Let’s Throw Some More Money at the Problem
Motherboards are fairly pricey, especially OEM boards and they are difficult for the average joe to replace. The CPU in this machine is a Core i5 750 which is still plenty fast for what they need. However, it’s the old LGA 1156 form factor, which they don’t make anymore. As a result, getting a replacement processor was going to be $200 and it’s still difficult for the average joe to replace. So, although the last memory test didn’t show anything, I went ahead and ordered 2 4GB DIMMS to replace the existing 4 1GB DIMMS.
I also noticed a few drivers on the system that I didn’t recognize or that have been known to cause issues in the past (based on various Google searches). Windows has a built-in utility called Driver Verifier. Per MSDN – “Driver Verifier monitors kernel-mode drivers to detect incorrect function calls or actions that might corrupt the system.” I went ahead and had them enable Driver Verifier using the standard settings on the following list of drivers:
- 000 – Associated with Cyberlink Power DVD. Fishy module name most likely associated with DRM.
- mcupdate –
McAfee update service. McAfee isn’t installed on the box.Update: After looking at the loaded drivers in Process Explorer, the full name of this module mcupdate_GenuineIntel.dll and it’s the Intel Microcode Update Library from Microsoft Corporation
- ElbyCDIO – VirtualClone drive
- VClone – VirtualClone drive
- fowp64 – This one is really fishy. It’s a driver that injects into every process and hooks file accesses. It has a corresponding user-mode service and is part of something called FileOpen Manager Service. Google searches are turning up very little and it’s installed into it’s own Program Files directory so I don’t know what application it’s associated with.
- rikvm – Associated with Cyberlink Power DVD. Google searches turn up a lot of talk of this being a rootkit and people being unhappy with Cyberlink about it
- psi_mf – Associated with Secunia PSI
- pnarp – Associated with Cisco Pure Networks
- k57nd60a – Broadcom Ethernet Driver
Wait and See
Now that I have still have kernel crash dumps enabled, Driver Verifier turned on, the video card replaced, all the drivers and applications fully updated, and some new RAM on the way, it’s time to just wait and see. Hopefully the new RAM takes care of the issue in which case I’ll update this post with a “Hooray!”. If not, then it will be on to Part 3. Until then….

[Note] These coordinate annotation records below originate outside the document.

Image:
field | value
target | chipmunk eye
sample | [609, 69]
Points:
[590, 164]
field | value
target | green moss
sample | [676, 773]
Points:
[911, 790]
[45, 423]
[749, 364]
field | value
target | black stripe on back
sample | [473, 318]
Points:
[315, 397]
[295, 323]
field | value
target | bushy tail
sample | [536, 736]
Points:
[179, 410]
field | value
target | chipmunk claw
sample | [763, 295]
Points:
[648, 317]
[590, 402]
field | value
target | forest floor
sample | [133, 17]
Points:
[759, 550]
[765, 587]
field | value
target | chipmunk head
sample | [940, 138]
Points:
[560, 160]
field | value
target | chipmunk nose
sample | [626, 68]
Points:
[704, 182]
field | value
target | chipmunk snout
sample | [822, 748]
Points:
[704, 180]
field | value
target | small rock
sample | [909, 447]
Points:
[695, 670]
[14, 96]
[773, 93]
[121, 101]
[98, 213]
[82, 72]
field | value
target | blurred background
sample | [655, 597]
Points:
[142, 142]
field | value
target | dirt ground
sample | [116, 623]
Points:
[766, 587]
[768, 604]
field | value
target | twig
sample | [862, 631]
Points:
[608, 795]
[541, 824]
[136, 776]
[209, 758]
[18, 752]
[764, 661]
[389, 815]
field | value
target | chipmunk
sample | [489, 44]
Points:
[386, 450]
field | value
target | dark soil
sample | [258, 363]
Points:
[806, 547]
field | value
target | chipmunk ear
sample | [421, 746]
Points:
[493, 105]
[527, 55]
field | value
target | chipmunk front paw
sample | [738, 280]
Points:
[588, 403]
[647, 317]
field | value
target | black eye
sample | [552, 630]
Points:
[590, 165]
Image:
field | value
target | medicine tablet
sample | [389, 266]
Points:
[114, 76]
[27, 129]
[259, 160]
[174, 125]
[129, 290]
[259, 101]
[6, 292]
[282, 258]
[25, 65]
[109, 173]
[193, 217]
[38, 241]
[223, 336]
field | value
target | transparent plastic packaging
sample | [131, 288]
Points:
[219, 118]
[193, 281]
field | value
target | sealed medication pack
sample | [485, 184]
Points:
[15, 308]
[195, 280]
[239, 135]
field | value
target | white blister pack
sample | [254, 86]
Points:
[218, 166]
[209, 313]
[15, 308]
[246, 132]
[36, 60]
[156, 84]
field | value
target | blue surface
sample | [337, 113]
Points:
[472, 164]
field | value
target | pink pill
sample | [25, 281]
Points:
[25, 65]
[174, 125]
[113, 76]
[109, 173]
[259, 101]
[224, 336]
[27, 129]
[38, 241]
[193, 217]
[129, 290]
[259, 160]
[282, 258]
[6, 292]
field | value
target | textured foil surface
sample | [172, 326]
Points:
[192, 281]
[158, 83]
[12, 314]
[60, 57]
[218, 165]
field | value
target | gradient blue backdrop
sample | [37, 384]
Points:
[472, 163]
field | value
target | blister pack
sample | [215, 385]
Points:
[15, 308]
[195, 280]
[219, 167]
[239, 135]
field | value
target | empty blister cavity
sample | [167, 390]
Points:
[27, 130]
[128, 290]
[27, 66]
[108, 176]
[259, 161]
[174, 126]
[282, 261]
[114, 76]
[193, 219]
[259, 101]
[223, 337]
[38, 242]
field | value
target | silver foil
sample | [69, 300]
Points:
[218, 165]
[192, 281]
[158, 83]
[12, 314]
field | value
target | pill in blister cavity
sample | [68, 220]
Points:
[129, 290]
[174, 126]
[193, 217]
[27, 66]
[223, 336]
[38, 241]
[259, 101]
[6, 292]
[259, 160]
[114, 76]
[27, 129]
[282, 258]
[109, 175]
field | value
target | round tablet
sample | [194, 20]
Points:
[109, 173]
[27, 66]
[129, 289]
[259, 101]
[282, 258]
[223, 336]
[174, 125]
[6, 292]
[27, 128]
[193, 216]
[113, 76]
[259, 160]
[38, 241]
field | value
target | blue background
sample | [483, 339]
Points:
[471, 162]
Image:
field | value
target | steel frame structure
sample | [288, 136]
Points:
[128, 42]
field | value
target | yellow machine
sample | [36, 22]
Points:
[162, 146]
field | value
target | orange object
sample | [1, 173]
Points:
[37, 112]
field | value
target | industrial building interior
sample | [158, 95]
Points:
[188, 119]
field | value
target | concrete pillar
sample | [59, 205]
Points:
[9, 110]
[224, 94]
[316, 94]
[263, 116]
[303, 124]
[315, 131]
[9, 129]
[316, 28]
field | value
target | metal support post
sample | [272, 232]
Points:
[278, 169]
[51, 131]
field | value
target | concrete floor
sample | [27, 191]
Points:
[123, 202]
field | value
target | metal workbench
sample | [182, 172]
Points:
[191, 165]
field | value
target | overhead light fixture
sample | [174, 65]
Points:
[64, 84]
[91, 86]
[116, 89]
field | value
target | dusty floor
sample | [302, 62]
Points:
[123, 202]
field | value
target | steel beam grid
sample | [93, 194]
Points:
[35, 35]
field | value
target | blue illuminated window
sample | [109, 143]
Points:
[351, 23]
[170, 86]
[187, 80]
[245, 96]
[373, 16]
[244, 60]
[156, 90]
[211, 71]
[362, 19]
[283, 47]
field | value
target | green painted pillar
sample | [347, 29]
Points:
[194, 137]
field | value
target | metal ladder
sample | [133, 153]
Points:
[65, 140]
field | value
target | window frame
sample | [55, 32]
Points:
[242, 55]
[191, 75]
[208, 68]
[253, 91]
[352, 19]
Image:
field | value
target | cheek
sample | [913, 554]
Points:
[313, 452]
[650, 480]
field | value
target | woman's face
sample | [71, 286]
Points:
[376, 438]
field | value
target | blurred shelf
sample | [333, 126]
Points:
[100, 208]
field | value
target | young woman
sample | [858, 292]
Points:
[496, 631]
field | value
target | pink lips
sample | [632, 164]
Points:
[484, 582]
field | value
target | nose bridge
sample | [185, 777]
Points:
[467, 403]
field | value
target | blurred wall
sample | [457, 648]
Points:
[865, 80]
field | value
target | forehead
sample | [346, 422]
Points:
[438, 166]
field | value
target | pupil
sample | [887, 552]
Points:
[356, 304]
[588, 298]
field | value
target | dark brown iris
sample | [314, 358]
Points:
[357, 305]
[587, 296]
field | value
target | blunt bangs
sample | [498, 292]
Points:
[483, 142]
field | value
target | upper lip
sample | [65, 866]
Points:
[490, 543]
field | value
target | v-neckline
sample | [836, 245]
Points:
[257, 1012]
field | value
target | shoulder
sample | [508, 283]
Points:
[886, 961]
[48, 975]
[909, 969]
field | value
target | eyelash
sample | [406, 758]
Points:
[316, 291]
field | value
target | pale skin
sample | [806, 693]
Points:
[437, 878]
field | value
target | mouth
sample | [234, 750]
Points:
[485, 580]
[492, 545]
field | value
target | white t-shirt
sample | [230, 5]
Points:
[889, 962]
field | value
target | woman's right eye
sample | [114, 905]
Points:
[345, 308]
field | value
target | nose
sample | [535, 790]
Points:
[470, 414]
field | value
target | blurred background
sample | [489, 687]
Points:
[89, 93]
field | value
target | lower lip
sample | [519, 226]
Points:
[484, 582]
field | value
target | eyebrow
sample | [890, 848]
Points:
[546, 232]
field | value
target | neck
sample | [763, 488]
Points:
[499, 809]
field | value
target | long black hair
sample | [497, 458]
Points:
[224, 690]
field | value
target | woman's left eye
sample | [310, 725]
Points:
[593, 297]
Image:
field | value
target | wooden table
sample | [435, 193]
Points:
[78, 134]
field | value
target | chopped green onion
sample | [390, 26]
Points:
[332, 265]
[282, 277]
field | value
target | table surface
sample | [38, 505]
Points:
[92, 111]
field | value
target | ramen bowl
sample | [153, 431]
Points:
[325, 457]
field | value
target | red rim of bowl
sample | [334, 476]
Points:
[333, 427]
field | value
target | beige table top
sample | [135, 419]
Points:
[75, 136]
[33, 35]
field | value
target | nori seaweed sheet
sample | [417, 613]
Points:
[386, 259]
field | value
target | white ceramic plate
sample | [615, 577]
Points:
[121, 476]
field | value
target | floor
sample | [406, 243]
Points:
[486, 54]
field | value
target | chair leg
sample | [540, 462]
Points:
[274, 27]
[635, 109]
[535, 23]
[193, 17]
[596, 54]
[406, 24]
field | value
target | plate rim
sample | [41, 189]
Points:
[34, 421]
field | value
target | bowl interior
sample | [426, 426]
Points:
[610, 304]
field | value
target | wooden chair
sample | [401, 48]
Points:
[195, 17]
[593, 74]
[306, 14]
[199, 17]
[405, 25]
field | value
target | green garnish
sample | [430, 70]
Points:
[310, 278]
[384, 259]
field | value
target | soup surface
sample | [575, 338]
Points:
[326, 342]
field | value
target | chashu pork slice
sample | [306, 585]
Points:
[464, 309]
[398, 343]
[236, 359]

Update 2013-03-08:Within 12hrs of installing the new ram, the machine bug checked 3 times. All the new bug checks point at single bit memory corruption. Going back to the mov qword ptr [rsp+90h],rcx with a stuck bit, I just can’t see how this could be anything other than the CPU. At this point I’m hunting eBay for a Core i5-750 LGA 1156 to give that a go. More when it’s available….
Update 2013-06-13:After swapping out the processor almost 4 months ago, there have been zero crashes. Looks like we finally got this one beat!